When you’re a university student or a teacher your life is strung together in a series of semesters, periods of intense focus followed by the let down, confusion, and excitement of taking a break. If you’re like me, you deal pretty well with the focused times, but not so great when things slow down or stop altogether. A break is a time when exhaustion grabs you by the collar and blackjacks you, so you’ll be quiet and rest without having to see it as your choice to do so. Being on break right now also means that there are no carved out times to do the projects that I’d like to get done. I don’t have the excuse of a class assignment needing my attention. Thus, I feel guilty that I want so badly to take on my own projects when no one is demanding me to do so. It’s a strange thing to realize that I love to work and will do almost anything to get back to it.

Being the mother of a toddler, I see how hard it can be to notice simple things—the desire for food, rest, time to go to the bathroom—when you’re focused on learning (and play is learning). My child teaches me this lesson every day, in his relentless pursuit of action and knowledge and pleasure. The struggle to stop doing one thing and do what your body asks you to do is infuriating to him. He can push against the thing that needs to be done—eating, sleeping, etc.—but only for a little while. Then the moment of realization that the need must be met arrives and with it emotional turmoil, rebellion, fear, and sometimes loud protests. Suddenly, as if there were no signs leading up to this understanding that he is hungry for example, he begins an angst-ridden cry. I wonder if his subconscious is saying things like, “Why do I not feel good? Why was this not prevented?” If soothing doesn’t occur (and it is a tricky thing trying to soothe a toddler), then anger takes over. Anger at a lack of feeling fine, a lack of harmony, I suppose.

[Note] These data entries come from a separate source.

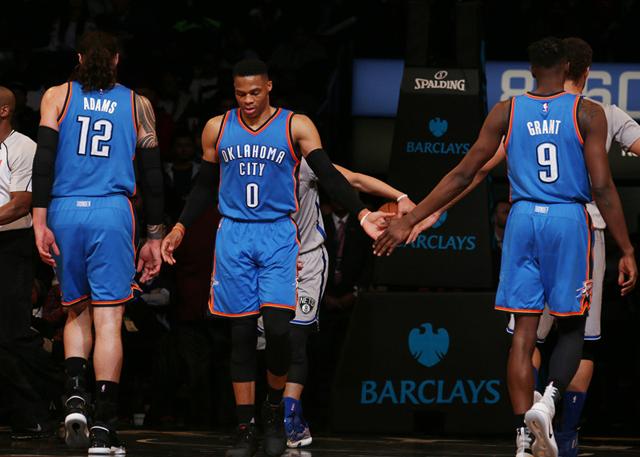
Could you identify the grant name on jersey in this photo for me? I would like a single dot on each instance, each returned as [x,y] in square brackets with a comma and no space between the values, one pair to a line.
[102,105]
[252,151]
[545,127]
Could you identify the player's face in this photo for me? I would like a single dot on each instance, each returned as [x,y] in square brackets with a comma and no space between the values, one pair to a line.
[252,94]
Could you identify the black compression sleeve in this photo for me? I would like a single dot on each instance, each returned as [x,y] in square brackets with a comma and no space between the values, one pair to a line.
[202,194]
[333,183]
[150,166]
[43,166]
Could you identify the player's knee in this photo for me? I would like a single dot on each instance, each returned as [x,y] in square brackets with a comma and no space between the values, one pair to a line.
[277,330]
[75,310]
[590,350]
[108,319]
[243,350]
[524,343]
[299,360]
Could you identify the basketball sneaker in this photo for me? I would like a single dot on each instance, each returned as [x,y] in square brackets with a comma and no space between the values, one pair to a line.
[523,442]
[105,442]
[297,429]
[539,419]
[275,439]
[76,428]
[246,444]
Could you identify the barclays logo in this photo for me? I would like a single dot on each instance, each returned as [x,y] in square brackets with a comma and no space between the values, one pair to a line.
[438,127]
[428,347]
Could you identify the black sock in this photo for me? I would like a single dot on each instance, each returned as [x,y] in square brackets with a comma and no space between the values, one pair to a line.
[557,395]
[245,413]
[106,403]
[275,396]
[76,369]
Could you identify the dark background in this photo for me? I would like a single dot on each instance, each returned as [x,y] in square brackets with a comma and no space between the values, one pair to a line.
[180,53]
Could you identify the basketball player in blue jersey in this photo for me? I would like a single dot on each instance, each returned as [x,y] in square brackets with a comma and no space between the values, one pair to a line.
[555,142]
[258,148]
[83,181]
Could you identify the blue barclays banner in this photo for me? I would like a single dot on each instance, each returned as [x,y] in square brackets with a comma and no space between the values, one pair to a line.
[376,85]
[413,362]
[617,84]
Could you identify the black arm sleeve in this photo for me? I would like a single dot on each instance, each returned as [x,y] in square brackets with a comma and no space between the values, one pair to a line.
[202,194]
[150,166]
[333,183]
[43,166]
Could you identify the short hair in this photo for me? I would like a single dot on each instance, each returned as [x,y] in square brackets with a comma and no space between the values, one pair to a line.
[547,52]
[579,55]
[250,67]
[97,70]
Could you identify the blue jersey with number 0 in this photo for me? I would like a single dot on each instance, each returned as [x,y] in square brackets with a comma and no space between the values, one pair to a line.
[97,143]
[258,168]
[544,150]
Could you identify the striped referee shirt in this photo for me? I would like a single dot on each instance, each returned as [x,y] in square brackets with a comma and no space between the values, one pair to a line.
[16,161]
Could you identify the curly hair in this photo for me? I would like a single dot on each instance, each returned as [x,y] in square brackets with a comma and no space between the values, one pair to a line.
[547,52]
[579,55]
[97,70]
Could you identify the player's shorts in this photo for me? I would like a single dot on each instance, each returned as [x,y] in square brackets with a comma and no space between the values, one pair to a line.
[95,236]
[592,328]
[546,258]
[254,266]
[312,279]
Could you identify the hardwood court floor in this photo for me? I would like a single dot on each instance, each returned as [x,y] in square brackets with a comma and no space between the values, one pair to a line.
[148,443]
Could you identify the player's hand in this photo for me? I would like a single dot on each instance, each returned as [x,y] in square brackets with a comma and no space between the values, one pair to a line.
[396,233]
[46,244]
[375,223]
[170,244]
[423,225]
[627,273]
[405,205]
[149,260]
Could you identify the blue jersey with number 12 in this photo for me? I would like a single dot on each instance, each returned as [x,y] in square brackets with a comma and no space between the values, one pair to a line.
[97,143]
[544,150]
[258,168]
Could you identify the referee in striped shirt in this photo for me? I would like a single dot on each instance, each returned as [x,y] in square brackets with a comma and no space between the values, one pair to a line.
[16,235]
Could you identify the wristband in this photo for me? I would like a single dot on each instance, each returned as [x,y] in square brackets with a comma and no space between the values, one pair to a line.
[179,228]
[363,218]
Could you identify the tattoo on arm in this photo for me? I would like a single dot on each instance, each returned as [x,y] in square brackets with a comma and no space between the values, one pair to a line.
[155,232]
[147,137]
[587,110]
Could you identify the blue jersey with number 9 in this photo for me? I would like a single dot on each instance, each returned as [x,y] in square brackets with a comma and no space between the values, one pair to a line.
[544,150]
[97,143]
[258,168]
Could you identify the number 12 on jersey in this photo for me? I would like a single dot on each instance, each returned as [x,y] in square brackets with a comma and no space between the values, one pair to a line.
[547,154]
[102,130]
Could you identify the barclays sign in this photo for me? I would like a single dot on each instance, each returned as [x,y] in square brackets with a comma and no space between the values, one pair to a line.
[429,348]
[438,128]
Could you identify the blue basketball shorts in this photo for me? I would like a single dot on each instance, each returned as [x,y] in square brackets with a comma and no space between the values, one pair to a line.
[95,236]
[546,257]
[254,266]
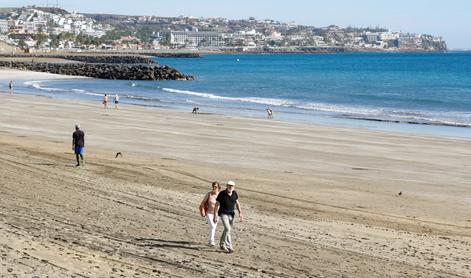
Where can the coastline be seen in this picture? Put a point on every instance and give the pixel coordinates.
(138, 214)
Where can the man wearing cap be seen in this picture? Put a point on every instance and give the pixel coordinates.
(78, 143)
(226, 202)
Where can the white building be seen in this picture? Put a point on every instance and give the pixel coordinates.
(196, 39)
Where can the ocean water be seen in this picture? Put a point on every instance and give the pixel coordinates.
(409, 92)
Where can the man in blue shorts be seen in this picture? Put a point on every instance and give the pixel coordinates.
(78, 143)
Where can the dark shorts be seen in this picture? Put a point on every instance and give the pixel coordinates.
(79, 150)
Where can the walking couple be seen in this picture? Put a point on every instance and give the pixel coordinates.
(221, 205)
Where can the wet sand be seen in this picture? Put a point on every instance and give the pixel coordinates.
(319, 201)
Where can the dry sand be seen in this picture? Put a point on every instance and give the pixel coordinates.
(318, 201)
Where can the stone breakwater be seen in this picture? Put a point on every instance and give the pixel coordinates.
(103, 70)
(106, 59)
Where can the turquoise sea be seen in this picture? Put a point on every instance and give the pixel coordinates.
(422, 93)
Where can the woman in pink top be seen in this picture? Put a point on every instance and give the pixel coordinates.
(207, 208)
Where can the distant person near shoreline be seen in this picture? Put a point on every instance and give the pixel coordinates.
(10, 87)
(78, 144)
(207, 210)
(270, 113)
(105, 101)
(226, 202)
(116, 102)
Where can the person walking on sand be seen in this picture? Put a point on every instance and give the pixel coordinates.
(270, 113)
(105, 101)
(10, 87)
(116, 102)
(226, 202)
(207, 210)
(78, 144)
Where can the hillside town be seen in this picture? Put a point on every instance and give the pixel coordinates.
(45, 29)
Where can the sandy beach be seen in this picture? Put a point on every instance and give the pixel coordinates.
(318, 201)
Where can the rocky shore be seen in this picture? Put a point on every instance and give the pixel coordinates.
(103, 70)
(123, 67)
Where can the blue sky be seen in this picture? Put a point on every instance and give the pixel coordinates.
(450, 19)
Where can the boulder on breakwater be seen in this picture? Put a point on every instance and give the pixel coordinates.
(103, 70)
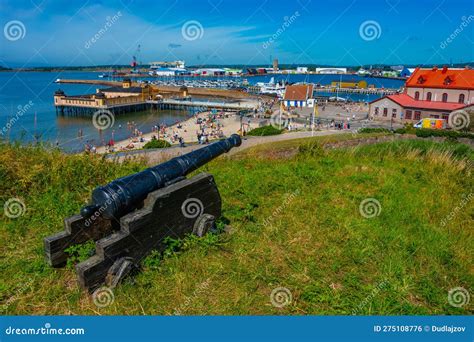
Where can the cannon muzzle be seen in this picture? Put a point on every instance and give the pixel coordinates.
(122, 195)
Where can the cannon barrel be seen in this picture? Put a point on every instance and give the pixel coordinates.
(123, 194)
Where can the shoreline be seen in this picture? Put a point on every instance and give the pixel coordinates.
(225, 124)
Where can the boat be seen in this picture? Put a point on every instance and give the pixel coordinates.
(271, 88)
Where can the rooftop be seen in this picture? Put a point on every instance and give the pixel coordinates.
(298, 92)
(442, 78)
(119, 89)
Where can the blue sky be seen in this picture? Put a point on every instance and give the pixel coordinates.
(237, 32)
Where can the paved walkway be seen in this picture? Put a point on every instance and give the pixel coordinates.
(156, 156)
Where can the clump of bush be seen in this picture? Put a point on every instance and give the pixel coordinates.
(155, 143)
(264, 131)
(425, 133)
(373, 130)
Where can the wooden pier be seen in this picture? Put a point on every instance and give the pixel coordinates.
(362, 91)
(87, 105)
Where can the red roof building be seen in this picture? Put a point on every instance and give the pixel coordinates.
(429, 93)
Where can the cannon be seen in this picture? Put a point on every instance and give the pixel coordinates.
(122, 195)
(133, 215)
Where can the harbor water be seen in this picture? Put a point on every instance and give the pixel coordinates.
(27, 112)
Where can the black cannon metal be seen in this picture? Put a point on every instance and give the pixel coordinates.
(131, 216)
(120, 196)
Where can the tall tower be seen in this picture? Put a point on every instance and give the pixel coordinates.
(275, 65)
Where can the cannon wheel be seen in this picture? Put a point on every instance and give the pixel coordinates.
(203, 224)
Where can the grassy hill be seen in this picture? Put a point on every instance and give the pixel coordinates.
(295, 221)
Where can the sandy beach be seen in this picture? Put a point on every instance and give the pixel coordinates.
(222, 124)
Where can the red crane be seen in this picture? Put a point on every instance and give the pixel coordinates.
(135, 62)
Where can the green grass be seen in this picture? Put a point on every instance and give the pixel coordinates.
(156, 144)
(295, 223)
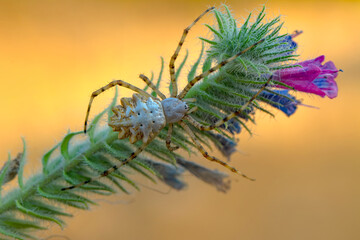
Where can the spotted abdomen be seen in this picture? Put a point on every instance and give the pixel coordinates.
(138, 118)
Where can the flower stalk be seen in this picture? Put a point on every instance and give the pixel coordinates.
(76, 158)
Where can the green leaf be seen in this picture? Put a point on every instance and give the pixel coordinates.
(19, 223)
(214, 31)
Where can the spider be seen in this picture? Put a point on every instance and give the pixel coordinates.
(143, 116)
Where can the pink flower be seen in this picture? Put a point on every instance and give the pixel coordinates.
(312, 77)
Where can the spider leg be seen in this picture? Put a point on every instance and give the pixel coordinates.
(173, 58)
(213, 69)
(206, 155)
(152, 86)
(228, 117)
(110, 85)
(113, 168)
(168, 139)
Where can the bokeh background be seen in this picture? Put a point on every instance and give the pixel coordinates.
(53, 54)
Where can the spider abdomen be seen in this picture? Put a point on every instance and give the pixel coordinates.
(138, 118)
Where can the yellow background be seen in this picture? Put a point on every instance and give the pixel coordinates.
(53, 54)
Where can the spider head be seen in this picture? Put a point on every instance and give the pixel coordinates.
(174, 109)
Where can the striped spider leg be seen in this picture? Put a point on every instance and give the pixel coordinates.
(143, 116)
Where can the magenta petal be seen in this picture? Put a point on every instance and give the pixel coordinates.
(326, 83)
(312, 77)
(297, 74)
(316, 61)
(329, 67)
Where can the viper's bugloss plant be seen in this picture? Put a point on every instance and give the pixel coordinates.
(39, 198)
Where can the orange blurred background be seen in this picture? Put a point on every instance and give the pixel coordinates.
(53, 54)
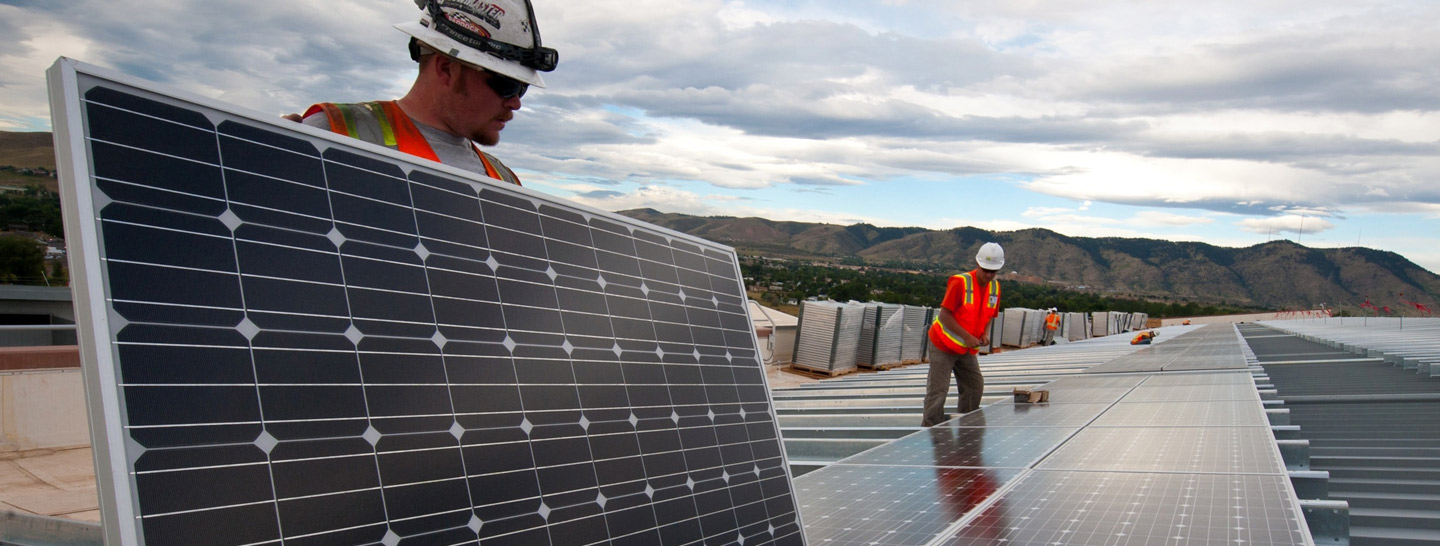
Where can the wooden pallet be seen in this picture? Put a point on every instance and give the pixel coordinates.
(814, 373)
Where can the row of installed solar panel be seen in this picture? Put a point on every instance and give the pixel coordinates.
(297, 337)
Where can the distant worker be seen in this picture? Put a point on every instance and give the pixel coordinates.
(1051, 326)
(1144, 339)
(477, 59)
(959, 329)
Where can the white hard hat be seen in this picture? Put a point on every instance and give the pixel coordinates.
(497, 35)
(991, 257)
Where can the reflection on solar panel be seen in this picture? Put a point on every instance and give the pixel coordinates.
(295, 339)
(1233, 450)
(1184, 414)
(1033, 415)
(951, 445)
(899, 504)
(1138, 509)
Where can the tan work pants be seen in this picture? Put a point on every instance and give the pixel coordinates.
(966, 370)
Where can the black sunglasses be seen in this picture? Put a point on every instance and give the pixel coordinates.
(506, 87)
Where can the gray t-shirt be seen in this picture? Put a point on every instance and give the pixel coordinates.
(455, 151)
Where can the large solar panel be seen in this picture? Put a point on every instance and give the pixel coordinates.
(1184, 414)
(294, 337)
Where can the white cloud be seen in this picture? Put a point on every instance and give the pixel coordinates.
(1293, 224)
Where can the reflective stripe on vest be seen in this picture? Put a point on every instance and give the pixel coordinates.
(386, 124)
(946, 333)
(968, 284)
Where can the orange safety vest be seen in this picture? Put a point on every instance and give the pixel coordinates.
(386, 124)
(972, 316)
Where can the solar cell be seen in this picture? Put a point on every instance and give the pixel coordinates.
(1033, 415)
(1193, 394)
(303, 339)
(1138, 509)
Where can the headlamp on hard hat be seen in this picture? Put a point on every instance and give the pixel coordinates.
(543, 59)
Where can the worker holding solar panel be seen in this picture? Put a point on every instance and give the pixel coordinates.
(959, 329)
(477, 59)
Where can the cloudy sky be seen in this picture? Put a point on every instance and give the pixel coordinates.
(1230, 123)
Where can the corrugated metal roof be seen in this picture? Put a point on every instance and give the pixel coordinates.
(1362, 395)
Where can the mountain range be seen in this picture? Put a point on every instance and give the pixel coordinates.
(1278, 274)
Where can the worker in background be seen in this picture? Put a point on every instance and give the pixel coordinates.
(477, 59)
(1051, 326)
(959, 329)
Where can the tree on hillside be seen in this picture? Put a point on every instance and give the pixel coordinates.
(36, 209)
(22, 260)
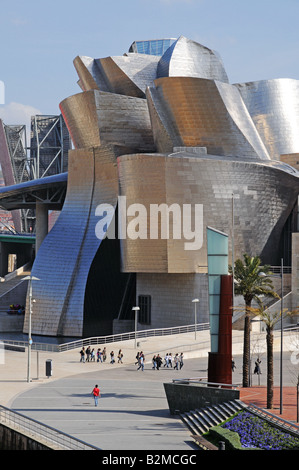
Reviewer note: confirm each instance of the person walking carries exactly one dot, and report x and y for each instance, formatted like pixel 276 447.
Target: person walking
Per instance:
pixel 257 369
pixel 92 355
pixel 96 394
pixel 82 355
pixel 104 355
pixel 88 352
pixel 158 361
pixel 112 360
pixel 99 355
pixel 141 361
pixel 176 361
pixel 181 360
pixel 120 356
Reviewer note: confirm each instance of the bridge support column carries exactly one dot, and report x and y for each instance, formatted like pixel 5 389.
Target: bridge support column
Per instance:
pixel 41 224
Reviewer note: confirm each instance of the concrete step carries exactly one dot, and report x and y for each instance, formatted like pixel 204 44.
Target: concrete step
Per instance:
pixel 199 421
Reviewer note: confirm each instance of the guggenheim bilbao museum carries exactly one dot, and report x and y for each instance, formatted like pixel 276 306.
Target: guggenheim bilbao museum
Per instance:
pixel 163 146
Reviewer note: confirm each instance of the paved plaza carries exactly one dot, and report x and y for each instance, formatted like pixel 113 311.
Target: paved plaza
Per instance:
pixel 133 412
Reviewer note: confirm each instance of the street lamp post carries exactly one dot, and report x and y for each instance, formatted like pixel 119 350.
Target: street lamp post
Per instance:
pixel 281 336
pixel 30 279
pixel 195 301
pixel 135 309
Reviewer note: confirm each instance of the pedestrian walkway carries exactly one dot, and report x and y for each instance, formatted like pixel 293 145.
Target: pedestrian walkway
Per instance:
pixel 258 397
pixel 133 412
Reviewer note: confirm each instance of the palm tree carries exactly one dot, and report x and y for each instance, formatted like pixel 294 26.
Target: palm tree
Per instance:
pixel 270 319
pixel 251 280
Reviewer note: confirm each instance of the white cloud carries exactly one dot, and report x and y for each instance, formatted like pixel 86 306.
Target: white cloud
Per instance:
pixel 18 114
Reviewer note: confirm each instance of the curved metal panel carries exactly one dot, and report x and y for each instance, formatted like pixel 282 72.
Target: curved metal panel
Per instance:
pixel 264 195
pixel 90 77
pixel 274 107
pixel 187 58
pixel 204 113
pixel 72 243
pixel 98 118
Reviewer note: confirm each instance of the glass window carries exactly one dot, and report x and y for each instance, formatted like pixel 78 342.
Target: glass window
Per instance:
pixel 144 303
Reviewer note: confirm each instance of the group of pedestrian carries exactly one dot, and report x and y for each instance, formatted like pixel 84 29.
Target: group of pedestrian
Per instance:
pixel 89 355
pixel 140 359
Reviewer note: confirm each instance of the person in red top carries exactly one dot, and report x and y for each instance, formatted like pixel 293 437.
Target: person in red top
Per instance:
pixel 96 394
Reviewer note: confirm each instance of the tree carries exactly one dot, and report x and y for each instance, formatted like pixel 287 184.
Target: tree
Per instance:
pixel 270 319
pixel 251 280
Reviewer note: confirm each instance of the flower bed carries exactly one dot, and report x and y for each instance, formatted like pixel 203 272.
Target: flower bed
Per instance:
pixel 254 432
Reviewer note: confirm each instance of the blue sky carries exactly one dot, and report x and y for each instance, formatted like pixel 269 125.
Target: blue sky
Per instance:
pixel 257 39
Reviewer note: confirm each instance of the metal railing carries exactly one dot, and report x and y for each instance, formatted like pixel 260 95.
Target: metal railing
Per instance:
pixel 132 335
pixel 109 339
pixel 41 433
pixel 203 381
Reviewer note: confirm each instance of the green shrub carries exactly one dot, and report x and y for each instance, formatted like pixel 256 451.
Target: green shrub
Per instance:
pixel 230 438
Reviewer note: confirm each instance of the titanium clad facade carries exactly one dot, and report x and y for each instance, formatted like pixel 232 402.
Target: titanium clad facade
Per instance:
pixel 72 242
pixel 261 210
pixel 187 58
pixel 98 118
pixel 274 107
pixel 163 128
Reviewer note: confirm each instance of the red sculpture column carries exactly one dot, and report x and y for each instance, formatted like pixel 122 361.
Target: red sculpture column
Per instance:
pixel 220 363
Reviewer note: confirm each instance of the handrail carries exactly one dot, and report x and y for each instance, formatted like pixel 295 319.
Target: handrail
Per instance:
pixel 111 338
pixel 41 432
pixel 199 380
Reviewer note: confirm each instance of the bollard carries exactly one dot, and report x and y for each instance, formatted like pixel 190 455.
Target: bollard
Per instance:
pixel 49 368
pixel 221 445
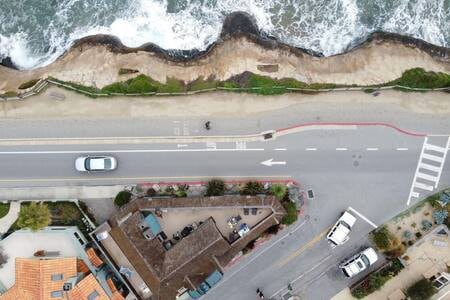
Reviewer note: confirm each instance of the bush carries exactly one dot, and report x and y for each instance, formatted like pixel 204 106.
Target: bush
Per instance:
pixel 291 213
pixel 28 84
pixel 124 71
pixel 419 78
pixel 122 198
pixel 253 188
pixel 4 209
pixel 279 191
pixel 421 290
pixel 34 216
pixel 440 216
pixel 426 225
pixel 215 187
pixel 407 234
pixel 151 192
pixel 382 238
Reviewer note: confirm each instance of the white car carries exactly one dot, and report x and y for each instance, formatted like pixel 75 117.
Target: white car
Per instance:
pixel 359 262
pixel 339 233
pixel 95 163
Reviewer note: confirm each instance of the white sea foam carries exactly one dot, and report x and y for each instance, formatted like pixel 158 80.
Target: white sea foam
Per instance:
pixel 328 26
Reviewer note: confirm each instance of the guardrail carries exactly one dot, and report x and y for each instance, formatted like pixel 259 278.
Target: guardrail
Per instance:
pixel 42 83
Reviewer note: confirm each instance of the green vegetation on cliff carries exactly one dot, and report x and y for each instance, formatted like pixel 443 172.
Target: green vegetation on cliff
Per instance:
pixel 258 84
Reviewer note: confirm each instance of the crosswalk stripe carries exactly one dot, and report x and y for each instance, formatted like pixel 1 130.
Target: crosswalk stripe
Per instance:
pixel 435 148
pixel 430 167
pixel 432 157
pixel 427 177
pixel 423 186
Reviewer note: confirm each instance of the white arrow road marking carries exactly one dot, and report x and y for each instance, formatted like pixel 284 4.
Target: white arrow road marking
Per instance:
pixel 270 162
pixel 362 217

Try to fix the need, and there will be pushing against you, because the time of understanding is too late. It is past when something should have been done. Everything has changed. The bodily need is now a psychological/emotional void. The integrity of the whole system is compromised. There must be protest and anxiety and contrariness, because there’s fear and fear is always what feeds anger.

When I see my son like this I think of how often I am still like a toddler not wanting to stop for those annoying pit stops that the body demands in order to function properly, in love with the intense focus that comes with trying to understand something, and trying to always be on the move doing something. I wonder how it is that a person ever knows what they are doing, where it will lead, whether it is worth doing, or why it seems so important to try all the time.

So, as another semester fades away and this short break arises with all its threats and guilt attached, I hope I can slow down and do what is needed before I feel the panic of understanding too late what I’ve been putting off. Or maybe I should just be sure to set up some play times for me?